With Mair’s support and the right treatment, Norling recovered and was able to move forward with his life again. In July 2014 he graduated with a doctorate in Philosophy from Cardiff University, where he heard about NCMH and its research into better diagnosis and treatment for mental health problems. Norling volunteered, and spoke with researchers about his experiences. He also agreed to become a Research Champion for the centre to promote its work, leading to his role in the film.
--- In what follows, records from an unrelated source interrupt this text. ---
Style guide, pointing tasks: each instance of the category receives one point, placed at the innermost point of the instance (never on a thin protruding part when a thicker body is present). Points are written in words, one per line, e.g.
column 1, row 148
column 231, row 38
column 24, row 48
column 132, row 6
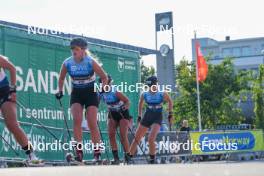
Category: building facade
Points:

“As someone who had ‘walked the walk’ when it came to mental illness, I was pleased to be able to contribute” says Norling. “I would encourage fellow sufferers of mental health problems to contact NCMH and talk openly to the researchers about their personal experience. Like catching a cold, mental illness can affect anyone, and so greater understanding is needed.”
NCMH Director Professor Ian Jones said:
“People like Clive are instrumental in our research, which we believe will make life better for people affected by mental health problems in the future. We’re privileged to have his support and that of many thousands of other volunteers. But we need more people to come forward to help us make a difference.”